There always will be an equal number of bars per trading session when the same time interval is applied. Time-based charts can be as small as a few seconds to as large as weekly, monthly or yearly intervals.
A trader’s style often determines the size of the chart interval. Longer-term traders, such as swing and position traders, might use hourly, daily or even weekly charts. In contrast, short-term traders may prefer 30-second or one-minute charts to see the details of price action.
While time-based charts are perhaps the most widely used, activity-based price charts offer traders a different view of the markets, and as more bars print within a set amount of time, these charts can indicate an increase in volatility.

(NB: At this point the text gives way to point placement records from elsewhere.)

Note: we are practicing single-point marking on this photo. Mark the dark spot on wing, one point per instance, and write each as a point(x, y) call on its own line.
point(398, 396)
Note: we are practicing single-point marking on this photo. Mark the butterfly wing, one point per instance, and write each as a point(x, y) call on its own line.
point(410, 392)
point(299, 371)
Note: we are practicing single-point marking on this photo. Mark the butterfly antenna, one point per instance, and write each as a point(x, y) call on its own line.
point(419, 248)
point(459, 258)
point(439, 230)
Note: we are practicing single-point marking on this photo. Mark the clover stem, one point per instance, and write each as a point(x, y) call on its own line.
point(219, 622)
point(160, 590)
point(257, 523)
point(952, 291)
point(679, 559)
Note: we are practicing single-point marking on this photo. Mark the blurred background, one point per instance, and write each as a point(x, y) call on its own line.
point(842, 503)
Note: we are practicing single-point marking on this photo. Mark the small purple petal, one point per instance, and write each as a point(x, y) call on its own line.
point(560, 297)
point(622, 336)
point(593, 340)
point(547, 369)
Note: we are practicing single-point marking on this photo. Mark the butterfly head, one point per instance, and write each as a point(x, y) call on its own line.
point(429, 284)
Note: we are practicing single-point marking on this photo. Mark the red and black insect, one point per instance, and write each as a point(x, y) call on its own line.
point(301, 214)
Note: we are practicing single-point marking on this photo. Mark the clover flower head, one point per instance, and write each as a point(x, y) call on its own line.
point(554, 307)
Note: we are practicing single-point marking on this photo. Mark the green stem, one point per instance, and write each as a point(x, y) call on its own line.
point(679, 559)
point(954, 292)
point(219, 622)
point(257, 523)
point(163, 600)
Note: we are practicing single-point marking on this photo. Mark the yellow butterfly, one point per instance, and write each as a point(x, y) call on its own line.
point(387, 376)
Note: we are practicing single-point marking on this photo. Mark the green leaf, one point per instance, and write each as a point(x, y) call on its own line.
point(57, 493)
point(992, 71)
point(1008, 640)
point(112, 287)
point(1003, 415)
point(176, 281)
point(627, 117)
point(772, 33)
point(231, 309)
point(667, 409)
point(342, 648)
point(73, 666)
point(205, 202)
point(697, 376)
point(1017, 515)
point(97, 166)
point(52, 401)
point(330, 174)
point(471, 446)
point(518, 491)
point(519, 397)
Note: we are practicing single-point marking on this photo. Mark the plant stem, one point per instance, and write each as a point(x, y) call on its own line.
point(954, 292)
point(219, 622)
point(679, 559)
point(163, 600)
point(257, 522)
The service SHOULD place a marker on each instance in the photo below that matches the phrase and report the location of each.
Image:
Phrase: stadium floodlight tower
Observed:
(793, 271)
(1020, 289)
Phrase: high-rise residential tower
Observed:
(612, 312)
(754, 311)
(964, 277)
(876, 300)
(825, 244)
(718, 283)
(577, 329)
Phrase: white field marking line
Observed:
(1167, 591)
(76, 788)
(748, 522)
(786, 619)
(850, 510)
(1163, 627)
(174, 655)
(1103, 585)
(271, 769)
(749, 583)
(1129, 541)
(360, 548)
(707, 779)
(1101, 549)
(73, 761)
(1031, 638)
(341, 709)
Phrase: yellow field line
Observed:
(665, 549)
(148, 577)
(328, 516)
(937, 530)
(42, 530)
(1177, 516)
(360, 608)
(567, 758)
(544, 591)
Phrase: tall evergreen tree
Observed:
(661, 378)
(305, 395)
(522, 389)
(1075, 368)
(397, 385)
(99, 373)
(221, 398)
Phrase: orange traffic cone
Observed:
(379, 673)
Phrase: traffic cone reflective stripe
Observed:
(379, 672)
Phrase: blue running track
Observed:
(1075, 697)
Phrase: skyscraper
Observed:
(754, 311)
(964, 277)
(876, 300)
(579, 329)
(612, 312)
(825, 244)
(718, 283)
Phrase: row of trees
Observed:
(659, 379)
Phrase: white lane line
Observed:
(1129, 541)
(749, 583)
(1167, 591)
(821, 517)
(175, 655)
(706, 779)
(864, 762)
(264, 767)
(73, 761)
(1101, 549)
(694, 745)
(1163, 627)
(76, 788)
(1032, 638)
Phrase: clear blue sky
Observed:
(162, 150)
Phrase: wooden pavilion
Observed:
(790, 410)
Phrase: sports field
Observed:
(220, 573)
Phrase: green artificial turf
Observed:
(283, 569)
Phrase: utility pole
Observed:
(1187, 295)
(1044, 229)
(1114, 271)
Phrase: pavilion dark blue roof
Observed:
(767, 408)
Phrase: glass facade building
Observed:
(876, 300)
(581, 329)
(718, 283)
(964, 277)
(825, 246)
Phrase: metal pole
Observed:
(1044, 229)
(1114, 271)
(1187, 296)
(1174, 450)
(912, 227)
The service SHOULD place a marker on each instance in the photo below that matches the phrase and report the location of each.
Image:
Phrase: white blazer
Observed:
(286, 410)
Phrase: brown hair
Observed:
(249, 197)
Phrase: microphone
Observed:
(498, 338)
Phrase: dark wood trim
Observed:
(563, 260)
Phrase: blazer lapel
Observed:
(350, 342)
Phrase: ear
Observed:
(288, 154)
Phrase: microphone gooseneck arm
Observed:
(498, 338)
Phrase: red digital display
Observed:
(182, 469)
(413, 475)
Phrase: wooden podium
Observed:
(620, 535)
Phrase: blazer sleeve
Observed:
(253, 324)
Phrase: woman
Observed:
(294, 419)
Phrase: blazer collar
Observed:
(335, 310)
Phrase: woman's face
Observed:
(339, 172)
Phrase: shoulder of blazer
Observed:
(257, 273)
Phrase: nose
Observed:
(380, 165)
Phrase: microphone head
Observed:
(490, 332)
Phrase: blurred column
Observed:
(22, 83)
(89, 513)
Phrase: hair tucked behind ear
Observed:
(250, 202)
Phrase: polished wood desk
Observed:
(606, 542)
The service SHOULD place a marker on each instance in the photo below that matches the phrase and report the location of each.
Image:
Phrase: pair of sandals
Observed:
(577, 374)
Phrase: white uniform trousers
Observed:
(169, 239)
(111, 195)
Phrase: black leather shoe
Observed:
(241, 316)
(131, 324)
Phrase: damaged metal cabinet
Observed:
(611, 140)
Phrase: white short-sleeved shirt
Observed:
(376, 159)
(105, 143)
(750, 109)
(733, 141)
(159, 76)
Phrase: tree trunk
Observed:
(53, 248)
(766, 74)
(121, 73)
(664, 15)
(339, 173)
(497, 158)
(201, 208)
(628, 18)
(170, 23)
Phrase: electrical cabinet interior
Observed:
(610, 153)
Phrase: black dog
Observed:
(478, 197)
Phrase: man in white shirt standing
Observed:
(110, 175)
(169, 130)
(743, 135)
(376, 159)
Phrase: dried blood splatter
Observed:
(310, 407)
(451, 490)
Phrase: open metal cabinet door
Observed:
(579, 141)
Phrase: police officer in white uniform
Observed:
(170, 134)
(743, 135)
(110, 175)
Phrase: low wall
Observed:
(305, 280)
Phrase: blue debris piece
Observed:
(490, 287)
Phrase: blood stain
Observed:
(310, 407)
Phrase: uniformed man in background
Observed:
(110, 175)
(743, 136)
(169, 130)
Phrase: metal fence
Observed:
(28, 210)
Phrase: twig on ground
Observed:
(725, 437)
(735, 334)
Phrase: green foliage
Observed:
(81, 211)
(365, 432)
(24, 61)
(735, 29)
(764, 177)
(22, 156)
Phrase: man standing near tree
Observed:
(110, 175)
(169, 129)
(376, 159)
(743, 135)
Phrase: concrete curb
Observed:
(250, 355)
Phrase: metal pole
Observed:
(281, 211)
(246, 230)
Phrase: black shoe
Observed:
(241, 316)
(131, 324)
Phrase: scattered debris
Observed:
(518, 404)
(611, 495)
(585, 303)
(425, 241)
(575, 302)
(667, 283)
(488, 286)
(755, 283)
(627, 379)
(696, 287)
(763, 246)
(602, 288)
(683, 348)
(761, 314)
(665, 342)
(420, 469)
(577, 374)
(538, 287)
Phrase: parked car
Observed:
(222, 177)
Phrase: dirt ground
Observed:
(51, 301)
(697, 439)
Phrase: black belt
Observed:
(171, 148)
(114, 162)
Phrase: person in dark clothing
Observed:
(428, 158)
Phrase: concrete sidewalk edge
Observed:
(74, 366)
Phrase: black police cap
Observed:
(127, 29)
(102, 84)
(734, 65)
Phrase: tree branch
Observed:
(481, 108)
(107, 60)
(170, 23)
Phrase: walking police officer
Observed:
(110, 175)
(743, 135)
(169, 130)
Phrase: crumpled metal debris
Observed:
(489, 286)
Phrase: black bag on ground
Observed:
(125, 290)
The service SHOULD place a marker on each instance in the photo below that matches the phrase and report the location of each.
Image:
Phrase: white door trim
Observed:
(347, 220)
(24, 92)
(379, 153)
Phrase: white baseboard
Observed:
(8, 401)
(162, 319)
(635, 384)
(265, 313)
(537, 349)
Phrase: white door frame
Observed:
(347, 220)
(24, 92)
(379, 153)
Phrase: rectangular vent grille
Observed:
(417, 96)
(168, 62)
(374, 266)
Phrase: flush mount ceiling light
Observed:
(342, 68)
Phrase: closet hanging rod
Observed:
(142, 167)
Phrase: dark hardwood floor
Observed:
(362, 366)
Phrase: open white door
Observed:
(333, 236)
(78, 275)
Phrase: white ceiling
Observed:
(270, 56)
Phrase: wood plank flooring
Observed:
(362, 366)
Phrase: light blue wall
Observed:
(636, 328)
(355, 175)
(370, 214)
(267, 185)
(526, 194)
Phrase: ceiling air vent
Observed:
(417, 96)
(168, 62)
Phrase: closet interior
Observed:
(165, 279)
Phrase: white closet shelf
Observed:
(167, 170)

Tick, volume and range-bar charts are examples of activity-based charts.
These charts print a new bar at the close of a specified activity interval, regardless of how much time has elapsed. “Activity driven” (below) shows a 15-minute chart of the E-mini S&P 500 (ES). The overlays in the chart show one 15-minute bar “exploded” to illustrate the tick (on the left) and range bar (on the right) activity that took place during the same time. Activity-based charts can paint a more accurate picture of market action by showing the effect that the number of transactions or volume has on price.